Rev. Ken Kovacs preaches to the congregation at Catonsville Presbyterian Church

Sermons

World Refugee Day Reflection

Rick Santos, President and CEO, Church World Service

June 20, 2021

Today we remember and hold up people who are refugees, which is wonderful, and should be celebrated.  However, refugees are only a small part of the numbers of highly vulnerable people who are on the move—people who are fleeing persecution, people who are fleeing violence and conflict, people who are fleeing disasters and climate related challenges.  People who are looking to simply feed their family and live safe productive lives.

The number of people who are displaced is about 79.5 million (the new number reported yesterday was 82 million), and 32% or 26 million of those are considered refugees, and less than 1% of that number, the number of refugees, are resettled to the US.

What that means is the vast majority of displaced people, some of the most vulnerable people in our world, are actually displaced within their own country; and the vast majority of those who are refugees are actually hosted in poorer and neighboring countries with far less resources to manage their situation.  So the wealthier countries actually carry far less of this burden.

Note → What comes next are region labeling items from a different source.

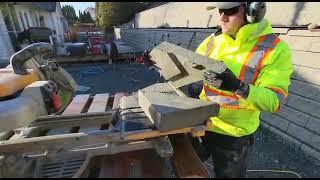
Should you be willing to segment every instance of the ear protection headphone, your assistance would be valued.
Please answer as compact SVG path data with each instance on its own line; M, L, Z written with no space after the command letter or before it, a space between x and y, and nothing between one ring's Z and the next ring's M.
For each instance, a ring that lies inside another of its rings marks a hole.
M265 2L247 2L246 19L248 23L260 22L266 15L267 7Z

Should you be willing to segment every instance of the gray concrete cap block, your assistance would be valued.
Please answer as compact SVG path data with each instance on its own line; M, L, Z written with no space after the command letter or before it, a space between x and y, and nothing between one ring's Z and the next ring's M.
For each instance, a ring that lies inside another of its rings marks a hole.
M161 132L202 125L219 112L216 103L163 93L138 91L138 100Z

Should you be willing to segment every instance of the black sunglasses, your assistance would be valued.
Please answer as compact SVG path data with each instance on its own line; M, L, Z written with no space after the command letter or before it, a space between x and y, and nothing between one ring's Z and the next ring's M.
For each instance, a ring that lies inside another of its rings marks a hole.
M232 16L236 13L239 12L240 6L236 6L230 9L219 9L219 14L221 15L222 13L226 16Z

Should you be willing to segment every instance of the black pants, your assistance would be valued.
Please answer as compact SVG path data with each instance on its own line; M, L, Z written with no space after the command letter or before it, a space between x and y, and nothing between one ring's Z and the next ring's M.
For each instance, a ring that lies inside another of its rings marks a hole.
M218 178L245 176L248 152L253 144L253 135L231 137L210 131L201 137L202 143L191 138L191 143L202 161L212 156L214 173Z

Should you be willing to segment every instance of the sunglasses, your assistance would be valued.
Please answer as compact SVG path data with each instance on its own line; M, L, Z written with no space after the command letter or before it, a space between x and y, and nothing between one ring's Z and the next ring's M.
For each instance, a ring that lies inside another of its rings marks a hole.
M230 9L219 9L219 14L221 15L222 13L226 16L232 16L234 14L237 14L239 12L240 6L233 7Z

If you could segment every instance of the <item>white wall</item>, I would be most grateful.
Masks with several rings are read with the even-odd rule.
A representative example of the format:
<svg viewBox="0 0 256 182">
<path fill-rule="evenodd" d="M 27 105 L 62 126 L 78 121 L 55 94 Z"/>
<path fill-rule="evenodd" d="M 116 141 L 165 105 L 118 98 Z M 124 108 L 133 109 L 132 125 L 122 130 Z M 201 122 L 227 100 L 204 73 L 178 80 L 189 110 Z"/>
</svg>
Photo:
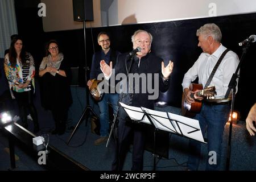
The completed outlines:
<svg viewBox="0 0 256 182">
<path fill-rule="evenodd" d="M 42 0 L 46 32 L 79 29 L 72 0 Z M 86 27 L 158 22 L 256 12 L 255 0 L 93 0 L 94 21 Z"/>
</svg>

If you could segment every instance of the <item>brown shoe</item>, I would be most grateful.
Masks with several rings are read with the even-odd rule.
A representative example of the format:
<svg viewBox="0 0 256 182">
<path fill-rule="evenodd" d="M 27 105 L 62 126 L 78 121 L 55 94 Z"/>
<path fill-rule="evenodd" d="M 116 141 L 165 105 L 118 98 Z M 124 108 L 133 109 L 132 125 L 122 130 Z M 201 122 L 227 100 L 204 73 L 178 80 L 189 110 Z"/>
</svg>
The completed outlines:
<svg viewBox="0 0 256 182">
<path fill-rule="evenodd" d="M 108 136 L 101 136 L 94 141 L 94 145 L 98 146 L 108 140 Z"/>
</svg>

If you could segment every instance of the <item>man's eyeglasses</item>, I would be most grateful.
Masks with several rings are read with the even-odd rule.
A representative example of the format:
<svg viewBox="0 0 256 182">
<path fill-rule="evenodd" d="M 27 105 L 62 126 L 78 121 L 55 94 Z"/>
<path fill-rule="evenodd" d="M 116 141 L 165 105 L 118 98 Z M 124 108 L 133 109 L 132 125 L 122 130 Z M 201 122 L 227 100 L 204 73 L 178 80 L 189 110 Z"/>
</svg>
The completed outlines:
<svg viewBox="0 0 256 182">
<path fill-rule="evenodd" d="M 49 49 L 50 50 L 59 50 L 59 47 L 56 46 L 56 47 L 49 47 Z"/>
<path fill-rule="evenodd" d="M 149 41 L 149 40 L 142 41 L 142 40 L 139 40 L 139 39 L 137 40 L 135 40 L 134 42 L 136 43 L 136 44 L 137 44 L 138 45 L 141 45 L 142 43 L 143 43 L 145 45 L 149 45 L 149 44 L 150 44 L 150 43 L 151 43 L 150 41 Z"/>
<path fill-rule="evenodd" d="M 106 39 L 106 40 L 101 40 L 99 41 L 101 43 L 104 43 L 104 42 L 106 43 L 109 43 L 109 39 Z"/>
</svg>

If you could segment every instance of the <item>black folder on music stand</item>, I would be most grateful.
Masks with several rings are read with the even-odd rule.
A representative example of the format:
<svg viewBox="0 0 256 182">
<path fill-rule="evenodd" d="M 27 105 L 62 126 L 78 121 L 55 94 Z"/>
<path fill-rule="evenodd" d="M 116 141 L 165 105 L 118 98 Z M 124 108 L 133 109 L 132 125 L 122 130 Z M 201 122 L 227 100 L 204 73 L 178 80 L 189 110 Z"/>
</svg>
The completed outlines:
<svg viewBox="0 0 256 182">
<path fill-rule="evenodd" d="M 145 107 L 130 106 L 120 102 L 131 120 L 151 125 L 154 127 L 154 152 L 155 151 L 156 131 L 160 130 L 205 143 L 198 120 L 168 112 L 156 111 Z M 155 170 L 156 155 L 154 158 Z"/>
</svg>

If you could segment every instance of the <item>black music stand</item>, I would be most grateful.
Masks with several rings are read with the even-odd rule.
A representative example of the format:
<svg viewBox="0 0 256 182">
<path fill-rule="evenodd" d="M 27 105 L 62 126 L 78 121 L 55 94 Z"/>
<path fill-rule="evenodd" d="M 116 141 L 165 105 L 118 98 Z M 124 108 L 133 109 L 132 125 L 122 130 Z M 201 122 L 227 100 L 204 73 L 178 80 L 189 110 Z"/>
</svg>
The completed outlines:
<svg viewBox="0 0 256 182">
<path fill-rule="evenodd" d="M 86 39 L 85 39 L 85 20 L 83 21 L 83 29 L 84 29 L 84 53 L 85 53 L 85 85 L 87 84 L 87 81 L 88 81 L 88 71 L 89 70 L 88 67 L 87 66 L 87 61 L 86 61 Z M 76 131 L 76 130 L 78 129 L 79 126 L 80 125 L 81 122 L 84 121 L 84 118 L 86 119 L 86 126 L 87 126 L 87 123 L 88 122 L 88 114 L 90 113 L 91 114 L 93 114 L 97 119 L 99 119 L 96 113 L 93 111 L 93 110 L 92 109 L 90 104 L 89 103 L 89 88 L 87 86 L 87 85 L 85 86 L 86 88 L 86 107 L 82 112 L 82 115 L 80 117 L 80 118 L 79 119 L 79 121 L 77 122 L 77 123 L 76 125 L 76 127 L 75 127 L 74 130 L 73 130 L 72 133 L 71 133 L 71 135 L 70 135 L 69 138 L 68 138 L 68 142 L 67 142 L 67 144 L 68 144 L 69 143 L 70 140 L 71 140 L 73 135 L 75 134 L 75 133 Z"/>
<path fill-rule="evenodd" d="M 156 152 L 156 134 L 160 130 L 174 133 L 181 136 L 196 139 L 205 143 L 199 122 L 197 120 L 178 115 L 168 112 L 155 111 L 145 107 L 134 107 L 119 102 L 127 114 L 135 122 L 145 123 L 152 125 L 154 131 L 154 166 L 153 170 L 156 169 L 156 159 L 158 156 Z M 194 136 L 193 133 L 196 133 Z"/>
</svg>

I know there is a lot of politics around this, but migration, displacement, and refugees are a part of our country’s history. Welcoming the stranger is who we are as a nation. If you read “The New Colossus” poem by Emma Lazarus, etched into the Statue of Liberty with the famous line: “Give me your tired, your poor, Your huddled masses yearning to breathe free, The wretched refuse of your teeming shore,” you would be surprised by how much of the poem talks about our light to the world’s most vulnerable.

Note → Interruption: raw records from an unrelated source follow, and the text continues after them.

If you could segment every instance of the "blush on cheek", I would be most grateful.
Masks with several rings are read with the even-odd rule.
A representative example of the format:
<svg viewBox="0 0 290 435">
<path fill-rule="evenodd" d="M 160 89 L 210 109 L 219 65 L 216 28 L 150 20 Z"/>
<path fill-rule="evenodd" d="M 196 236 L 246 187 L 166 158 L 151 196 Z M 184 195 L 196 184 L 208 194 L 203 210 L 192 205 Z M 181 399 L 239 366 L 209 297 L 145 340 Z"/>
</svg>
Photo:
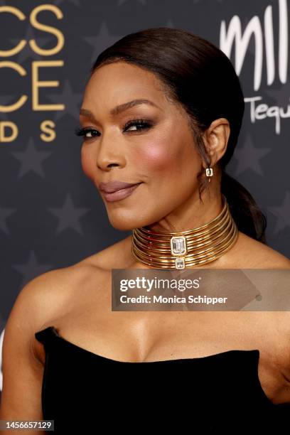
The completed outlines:
<svg viewBox="0 0 290 435">
<path fill-rule="evenodd" d="M 82 171 L 87 176 L 90 180 L 94 179 L 93 168 L 92 166 L 92 158 L 87 154 L 82 151 L 80 155 L 80 163 L 82 168 Z"/>
<path fill-rule="evenodd" d="M 139 151 L 138 166 L 141 164 L 147 170 L 168 171 L 176 163 L 175 156 L 168 152 L 166 144 L 151 144 Z"/>
</svg>

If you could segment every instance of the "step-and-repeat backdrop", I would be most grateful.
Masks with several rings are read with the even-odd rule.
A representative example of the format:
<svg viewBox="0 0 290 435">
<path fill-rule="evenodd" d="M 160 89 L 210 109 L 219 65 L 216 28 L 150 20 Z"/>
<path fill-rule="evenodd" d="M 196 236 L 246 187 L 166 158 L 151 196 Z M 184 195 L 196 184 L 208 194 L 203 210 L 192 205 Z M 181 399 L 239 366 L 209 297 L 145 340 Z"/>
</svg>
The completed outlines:
<svg viewBox="0 0 290 435">
<path fill-rule="evenodd" d="M 290 257 L 289 11 L 287 0 L 0 0 L 0 367 L 25 284 L 130 234 L 110 225 L 74 134 L 94 60 L 127 33 L 183 28 L 230 58 L 246 107 L 227 172 Z"/>
</svg>

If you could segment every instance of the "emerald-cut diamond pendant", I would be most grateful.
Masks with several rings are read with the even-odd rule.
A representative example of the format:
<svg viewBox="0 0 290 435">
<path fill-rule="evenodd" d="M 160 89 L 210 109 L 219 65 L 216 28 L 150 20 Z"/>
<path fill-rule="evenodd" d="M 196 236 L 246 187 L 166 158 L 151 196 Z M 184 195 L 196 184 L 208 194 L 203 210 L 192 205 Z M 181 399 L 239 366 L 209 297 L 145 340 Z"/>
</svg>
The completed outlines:
<svg viewBox="0 0 290 435">
<path fill-rule="evenodd" d="M 184 236 L 173 236 L 170 240 L 172 255 L 184 255 L 187 252 L 186 239 Z"/>
<path fill-rule="evenodd" d="M 187 253 L 186 239 L 184 236 L 173 236 L 170 240 L 172 255 L 185 255 Z M 176 269 L 184 269 L 184 258 L 176 258 Z"/>
<path fill-rule="evenodd" d="M 176 258 L 176 269 L 185 269 L 184 258 Z"/>
</svg>

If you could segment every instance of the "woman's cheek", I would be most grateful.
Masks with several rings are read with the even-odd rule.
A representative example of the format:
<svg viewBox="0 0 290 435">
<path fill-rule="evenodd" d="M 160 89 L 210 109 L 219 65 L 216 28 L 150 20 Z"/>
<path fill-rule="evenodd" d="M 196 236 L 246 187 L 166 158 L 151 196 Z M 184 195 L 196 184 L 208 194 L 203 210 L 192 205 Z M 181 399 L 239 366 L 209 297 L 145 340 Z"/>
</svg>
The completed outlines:
<svg viewBox="0 0 290 435">
<path fill-rule="evenodd" d="M 176 156 L 170 149 L 168 142 L 150 142 L 139 149 L 136 161 L 147 171 L 170 171 L 176 162 Z M 145 171 L 146 173 L 146 171 Z"/>
<path fill-rule="evenodd" d="M 87 176 L 88 178 L 94 180 L 94 168 L 93 161 L 92 160 L 92 156 L 90 156 L 87 150 L 85 149 L 85 147 L 82 146 L 80 152 L 80 163 L 82 168 L 82 171 Z"/>
</svg>

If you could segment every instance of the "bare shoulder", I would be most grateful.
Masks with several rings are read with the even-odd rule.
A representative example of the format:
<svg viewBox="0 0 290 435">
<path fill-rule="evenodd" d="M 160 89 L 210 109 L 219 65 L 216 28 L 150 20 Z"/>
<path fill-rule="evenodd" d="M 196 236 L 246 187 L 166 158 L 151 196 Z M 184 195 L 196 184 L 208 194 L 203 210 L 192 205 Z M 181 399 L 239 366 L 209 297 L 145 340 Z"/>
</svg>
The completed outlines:
<svg viewBox="0 0 290 435">
<path fill-rule="evenodd" d="M 45 319 L 63 315 L 73 302 L 76 286 L 81 286 L 91 273 L 88 264 L 77 264 L 36 276 L 19 291 L 6 329 L 13 323 L 35 331 Z"/>
<path fill-rule="evenodd" d="M 84 259 L 79 264 L 96 267 L 102 271 L 111 271 L 112 269 L 126 269 L 132 262 L 131 246 L 131 236 L 129 235 Z"/>
<path fill-rule="evenodd" d="M 271 247 L 239 232 L 239 252 L 249 267 L 290 269 L 290 259 Z"/>
</svg>

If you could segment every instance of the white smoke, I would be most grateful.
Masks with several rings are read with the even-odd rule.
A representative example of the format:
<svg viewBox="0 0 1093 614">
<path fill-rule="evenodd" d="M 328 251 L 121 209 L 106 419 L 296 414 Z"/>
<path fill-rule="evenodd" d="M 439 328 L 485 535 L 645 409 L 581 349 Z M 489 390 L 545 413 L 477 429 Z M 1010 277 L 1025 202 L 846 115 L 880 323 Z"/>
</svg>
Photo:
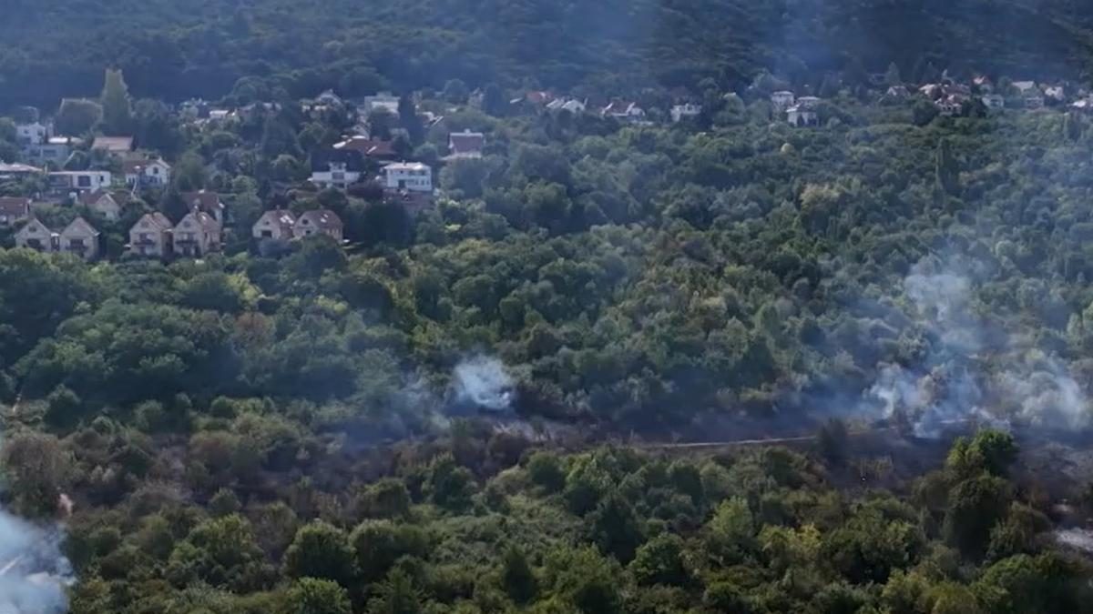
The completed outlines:
<svg viewBox="0 0 1093 614">
<path fill-rule="evenodd" d="M 44 529 L 0 510 L 0 614 L 68 612 L 72 567 L 59 529 Z"/>
<path fill-rule="evenodd" d="M 514 381 L 504 363 L 489 356 L 473 356 L 458 365 L 454 374 L 456 399 L 495 412 L 512 409 Z"/>
<path fill-rule="evenodd" d="M 1085 395 L 1058 359 L 1022 352 L 1013 338 L 994 331 L 1001 341 L 990 350 L 1003 366 L 983 367 L 990 329 L 973 312 L 973 287 L 963 272 L 931 271 L 927 261 L 913 268 L 904 295 L 912 303 L 909 315 L 932 341 L 917 364 L 881 368 L 867 392 L 872 411 L 879 409 L 885 418 L 906 416 L 919 437 L 937 437 L 947 425 L 968 421 L 1000 428 L 1010 418 L 1049 427 L 1089 426 Z M 1015 358 L 1022 354 L 1025 359 Z"/>
</svg>

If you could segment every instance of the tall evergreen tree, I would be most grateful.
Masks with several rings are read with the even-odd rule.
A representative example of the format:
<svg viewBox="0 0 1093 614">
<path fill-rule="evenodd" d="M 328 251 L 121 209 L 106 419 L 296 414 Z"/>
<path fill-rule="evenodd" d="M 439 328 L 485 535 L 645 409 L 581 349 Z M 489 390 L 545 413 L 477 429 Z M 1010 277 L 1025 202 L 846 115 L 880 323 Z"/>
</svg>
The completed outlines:
<svg viewBox="0 0 1093 614">
<path fill-rule="evenodd" d="M 900 75 L 900 67 L 895 62 L 889 64 L 888 71 L 884 72 L 884 81 L 889 85 L 903 84 L 903 78 Z"/>
<path fill-rule="evenodd" d="M 111 137 L 129 134 L 132 130 L 132 109 L 129 107 L 129 86 L 120 69 L 106 69 L 99 103 L 103 105 L 103 132 Z"/>
<path fill-rule="evenodd" d="M 953 157 L 949 139 L 942 139 L 938 143 L 938 150 L 935 154 L 935 173 L 938 188 L 944 193 L 953 194 L 960 188 L 960 170 L 956 167 L 956 160 Z"/>
<path fill-rule="evenodd" d="M 418 107 L 410 96 L 399 98 L 399 123 L 410 135 L 410 144 L 416 147 L 425 141 L 425 127 L 422 126 Z"/>
</svg>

I know there is a lot of politics around this, but migration, displacement, and refugees are a part of our faith and Biblical texts. In the Bible we find refences to people who are on the move, people are migrating, people who are displaced and people who cross national borders—along with today’s Bible verses: Deuteronomy 10:17-22 & Matthew 25:31-46; the book of Exodus is the story of the Jewish people leaving Egypt; in Luke 2, 1-7, the story we hear so often at Christmas, the story of Jesus’ birth is a story of migration, movement; Hagar and Ishmael in Genesis 21:8-21; and there are so many more.  So our Christian faith and our Biblical texts demand that we welcome our neighbor and care for the stranger.

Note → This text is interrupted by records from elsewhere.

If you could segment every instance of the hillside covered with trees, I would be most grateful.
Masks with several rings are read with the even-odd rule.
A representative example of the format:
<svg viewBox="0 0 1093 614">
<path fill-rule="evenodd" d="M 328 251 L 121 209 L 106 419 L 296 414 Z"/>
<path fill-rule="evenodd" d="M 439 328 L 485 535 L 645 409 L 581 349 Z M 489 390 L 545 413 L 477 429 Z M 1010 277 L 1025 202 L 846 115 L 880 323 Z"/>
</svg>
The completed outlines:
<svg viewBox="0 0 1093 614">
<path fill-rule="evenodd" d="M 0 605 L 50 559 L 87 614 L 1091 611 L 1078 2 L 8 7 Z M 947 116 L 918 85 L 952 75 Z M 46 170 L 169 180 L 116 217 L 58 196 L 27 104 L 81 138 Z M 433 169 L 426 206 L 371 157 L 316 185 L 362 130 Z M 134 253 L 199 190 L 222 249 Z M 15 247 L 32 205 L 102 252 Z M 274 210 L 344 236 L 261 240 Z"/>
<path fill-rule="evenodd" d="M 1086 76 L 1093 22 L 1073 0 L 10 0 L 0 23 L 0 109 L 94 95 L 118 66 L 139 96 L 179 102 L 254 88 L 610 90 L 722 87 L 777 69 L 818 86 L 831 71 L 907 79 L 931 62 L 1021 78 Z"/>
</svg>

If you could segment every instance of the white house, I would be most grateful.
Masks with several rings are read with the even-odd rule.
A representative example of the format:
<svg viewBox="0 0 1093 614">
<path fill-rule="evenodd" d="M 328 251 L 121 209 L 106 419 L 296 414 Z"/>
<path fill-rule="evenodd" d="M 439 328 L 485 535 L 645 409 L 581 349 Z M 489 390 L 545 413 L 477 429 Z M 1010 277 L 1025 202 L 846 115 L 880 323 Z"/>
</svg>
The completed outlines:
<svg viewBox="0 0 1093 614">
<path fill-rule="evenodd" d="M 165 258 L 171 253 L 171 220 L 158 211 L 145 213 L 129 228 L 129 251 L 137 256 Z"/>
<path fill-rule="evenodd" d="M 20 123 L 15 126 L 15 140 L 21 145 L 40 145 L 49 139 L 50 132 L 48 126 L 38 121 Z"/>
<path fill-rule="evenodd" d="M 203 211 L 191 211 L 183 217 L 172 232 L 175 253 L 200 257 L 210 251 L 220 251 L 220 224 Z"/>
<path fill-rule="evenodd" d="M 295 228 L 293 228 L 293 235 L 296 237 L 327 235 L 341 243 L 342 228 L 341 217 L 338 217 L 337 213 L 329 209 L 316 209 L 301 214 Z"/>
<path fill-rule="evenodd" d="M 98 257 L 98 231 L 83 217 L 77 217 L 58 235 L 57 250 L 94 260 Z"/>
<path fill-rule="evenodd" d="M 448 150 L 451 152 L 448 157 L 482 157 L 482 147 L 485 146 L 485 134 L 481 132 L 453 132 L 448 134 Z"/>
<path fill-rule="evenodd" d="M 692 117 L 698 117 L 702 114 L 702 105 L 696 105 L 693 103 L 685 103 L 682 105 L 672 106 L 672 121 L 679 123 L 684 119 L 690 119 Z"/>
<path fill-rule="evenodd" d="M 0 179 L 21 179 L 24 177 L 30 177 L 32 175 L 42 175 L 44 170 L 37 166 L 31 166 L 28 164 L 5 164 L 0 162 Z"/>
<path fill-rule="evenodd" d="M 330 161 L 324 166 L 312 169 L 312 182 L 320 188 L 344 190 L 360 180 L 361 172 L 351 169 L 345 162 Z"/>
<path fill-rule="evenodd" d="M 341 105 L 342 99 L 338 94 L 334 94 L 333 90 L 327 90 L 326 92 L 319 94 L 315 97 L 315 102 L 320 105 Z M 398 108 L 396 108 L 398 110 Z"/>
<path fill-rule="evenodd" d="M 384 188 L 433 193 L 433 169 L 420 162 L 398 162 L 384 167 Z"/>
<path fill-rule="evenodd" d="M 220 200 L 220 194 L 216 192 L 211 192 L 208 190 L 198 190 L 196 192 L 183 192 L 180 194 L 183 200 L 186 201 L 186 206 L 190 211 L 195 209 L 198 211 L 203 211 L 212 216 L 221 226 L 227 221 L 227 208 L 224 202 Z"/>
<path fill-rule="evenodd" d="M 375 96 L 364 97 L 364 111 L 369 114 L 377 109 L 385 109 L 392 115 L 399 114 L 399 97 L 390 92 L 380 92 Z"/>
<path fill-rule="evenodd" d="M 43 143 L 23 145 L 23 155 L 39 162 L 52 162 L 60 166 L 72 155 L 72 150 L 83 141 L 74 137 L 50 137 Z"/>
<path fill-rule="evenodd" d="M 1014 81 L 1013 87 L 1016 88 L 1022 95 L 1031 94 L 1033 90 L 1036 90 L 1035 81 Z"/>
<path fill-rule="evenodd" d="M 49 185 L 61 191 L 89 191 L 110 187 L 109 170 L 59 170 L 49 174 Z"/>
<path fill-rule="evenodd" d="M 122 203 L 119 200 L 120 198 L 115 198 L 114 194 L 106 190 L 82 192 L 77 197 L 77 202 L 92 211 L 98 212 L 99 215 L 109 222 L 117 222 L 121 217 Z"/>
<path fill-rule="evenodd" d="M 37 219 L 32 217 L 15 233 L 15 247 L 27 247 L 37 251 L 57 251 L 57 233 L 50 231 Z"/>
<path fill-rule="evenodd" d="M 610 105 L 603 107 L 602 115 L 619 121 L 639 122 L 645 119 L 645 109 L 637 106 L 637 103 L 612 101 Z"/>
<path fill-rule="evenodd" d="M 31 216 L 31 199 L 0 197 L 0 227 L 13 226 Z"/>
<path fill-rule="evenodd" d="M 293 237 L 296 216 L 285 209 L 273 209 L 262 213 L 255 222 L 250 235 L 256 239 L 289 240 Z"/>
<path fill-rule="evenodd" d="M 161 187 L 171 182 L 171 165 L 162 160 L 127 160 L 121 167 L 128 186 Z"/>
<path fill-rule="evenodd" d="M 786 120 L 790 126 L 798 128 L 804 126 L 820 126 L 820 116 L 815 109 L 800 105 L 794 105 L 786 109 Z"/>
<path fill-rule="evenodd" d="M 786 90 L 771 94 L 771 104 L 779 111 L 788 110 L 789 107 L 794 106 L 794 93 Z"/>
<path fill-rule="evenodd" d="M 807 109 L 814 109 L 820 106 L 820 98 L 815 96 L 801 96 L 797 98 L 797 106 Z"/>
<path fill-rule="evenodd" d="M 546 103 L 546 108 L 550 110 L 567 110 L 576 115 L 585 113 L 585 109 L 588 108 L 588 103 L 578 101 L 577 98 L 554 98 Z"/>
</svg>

This World Refugee Day, and throughout the year, let us remember our brothers and sisters who are displaced – without home, income or food, sometimes pursued for their beliefs – and who may not have a place to lay their head tonight, or tomorrow, or the next night.  Let us remember that these are people, individuals who are much like us—and for me, personally, whose mother was an immigrant, and having heard her story of migration many times, her story is much like the stories of many refugees. So let us not forget them as people created in the image of God, and deserving, love, care and support.  Let us not forget on World Refugee Day that refugees are not just our family, but all the displaced are us.